In another provocative trial, the Swedish Trial in Old Patients with Hypertension-2 Study (STOP Hypertension-2)3 evaluated the use of beta-blockers, diuretics, angiotensin-converting enzyme (ACE) inhibitors, or calcium channel blockers. Results of this trial showed that an overall reduction in cardiovascular events related to the ability of a drug class to lower blood pressure (LOE: 1).3

In addition, a meta-analysis of 29 randomized trials (n=162,341) in the Blood Pressure Lowering Treatment Trialists’ Collaboration Trial (BPLTTC)4 showed that all antihypertensive drug classes significantly reduce blood pressure.
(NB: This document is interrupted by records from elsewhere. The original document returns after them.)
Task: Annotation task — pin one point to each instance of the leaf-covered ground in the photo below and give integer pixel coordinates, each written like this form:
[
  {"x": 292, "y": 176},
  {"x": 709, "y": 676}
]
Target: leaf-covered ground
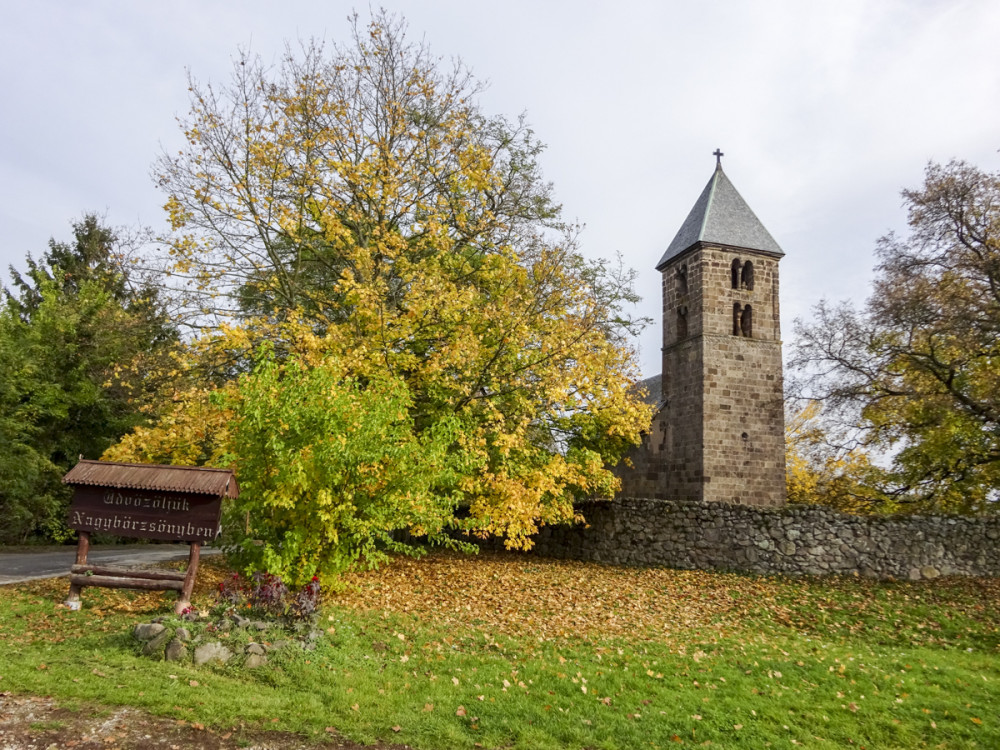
[
  {"x": 519, "y": 594},
  {"x": 512, "y": 651}
]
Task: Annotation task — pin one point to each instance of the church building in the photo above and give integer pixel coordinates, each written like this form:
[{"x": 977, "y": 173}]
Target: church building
[{"x": 718, "y": 433}]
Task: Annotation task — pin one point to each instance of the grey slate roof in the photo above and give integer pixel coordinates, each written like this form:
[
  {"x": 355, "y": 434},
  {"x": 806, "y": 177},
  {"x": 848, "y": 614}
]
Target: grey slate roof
[{"x": 721, "y": 216}]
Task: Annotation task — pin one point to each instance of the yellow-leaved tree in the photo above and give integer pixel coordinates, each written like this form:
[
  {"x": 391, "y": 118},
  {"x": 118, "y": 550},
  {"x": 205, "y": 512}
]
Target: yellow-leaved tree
[
  {"x": 820, "y": 470},
  {"x": 356, "y": 210}
]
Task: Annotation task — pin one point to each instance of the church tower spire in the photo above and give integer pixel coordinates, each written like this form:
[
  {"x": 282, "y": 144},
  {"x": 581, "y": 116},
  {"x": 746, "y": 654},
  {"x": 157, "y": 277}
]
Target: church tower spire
[{"x": 719, "y": 433}]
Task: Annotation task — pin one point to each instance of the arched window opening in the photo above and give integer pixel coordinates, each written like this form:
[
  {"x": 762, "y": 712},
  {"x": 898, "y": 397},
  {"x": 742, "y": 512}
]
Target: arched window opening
[{"x": 746, "y": 322}]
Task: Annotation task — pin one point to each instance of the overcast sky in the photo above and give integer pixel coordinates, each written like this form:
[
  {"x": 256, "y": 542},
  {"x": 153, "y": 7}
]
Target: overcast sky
[{"x": 825, "y": 111}]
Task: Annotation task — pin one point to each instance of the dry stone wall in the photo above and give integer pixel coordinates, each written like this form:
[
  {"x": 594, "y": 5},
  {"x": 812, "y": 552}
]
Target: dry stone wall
[{"x": 793, "y": 540}]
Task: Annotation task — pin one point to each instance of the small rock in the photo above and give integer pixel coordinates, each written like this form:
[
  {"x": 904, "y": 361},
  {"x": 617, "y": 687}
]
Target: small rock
[
  {"x": 154, "y": 647},
  {"x": 147, "y": 631},
  {"x": 175, "y": 651},
  {"x": 213, "y": 651}
]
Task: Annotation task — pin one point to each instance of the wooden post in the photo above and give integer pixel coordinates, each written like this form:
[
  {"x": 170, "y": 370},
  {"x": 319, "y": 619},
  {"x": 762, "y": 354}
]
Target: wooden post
[
  {"x": 82, "y": 548},
  {"x": 184, "y": 600}
]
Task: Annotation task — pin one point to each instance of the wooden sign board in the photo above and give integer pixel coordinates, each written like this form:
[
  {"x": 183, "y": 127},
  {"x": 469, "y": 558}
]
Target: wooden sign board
[
  {"x": 147, "y": 514},
  {"x": 165, "y": 503}
]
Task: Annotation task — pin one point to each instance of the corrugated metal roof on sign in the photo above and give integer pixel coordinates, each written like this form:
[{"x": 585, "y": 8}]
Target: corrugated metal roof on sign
[{"x": 195, "y": 479}]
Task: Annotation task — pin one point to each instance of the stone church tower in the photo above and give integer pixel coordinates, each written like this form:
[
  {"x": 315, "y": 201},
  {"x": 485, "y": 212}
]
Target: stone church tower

This meta-analysis confirmed an overall reduction in cardiovascular events, with perceived risk reduction directly proportional to blood pressure reduction (LOE: 1). This advantage was consistent irrespective of drug class (beta-blocker, diuretic, ACE inhibitor, calcium-channel blocker, or angiotensin receptor blocker [ARB]), although different drug classes were recognized to have unique benefits specific to individual patient populations.

Should the BP target level be lowered? Recent evidence suggests that the currently accepted range for normal blood pressure may be too high.5,6

Lewington and colleagues performed a meta-analysis of 61 prospective studies with more than 1 million participants. Using a “time-dependent” correction for regression dilution, they sorted deaths in each decade of age according to estimated blood pressures at the start of the decade (LOE: 1).5 They found that with each decade of life there was a proportional decline in the risk of cardiovascular deaths when blood pressures were controlled incrementally to levels of 115 mm Hg systolic blood pressure and 75 mm Hg diastolic blood pressure (LOE: 1).5 At blood pressures below 115/75 mm Hg, no difference was observed.

In addition, Vasan and collaborators,6 using the Framingham Heart Study database (n=6859 participants), reported an increase in cardiovascular events with higher baseline levels of blood pressure. When compared with optimal blood pressure levels, those with high-normal blood pressure (130–139/85–89 mm Hg) had a risk-factor-adjusted hazard ratio for cardiovascular disease of 2.5 for women and 1.6 for men (LOE: 1).6

The “take-home” message. A small reduction in blood pressure yields a very significant risk reduction. Decreasing blood pressure by 5 mm Hg will decrease mortality due to stroke by 14%, cardiac mortality by 9%, and all cause mortality by 7% (LOE: 1).7 These data suggest that aggressive intervention to affect small changes might affect large differences in morbidity and mortality.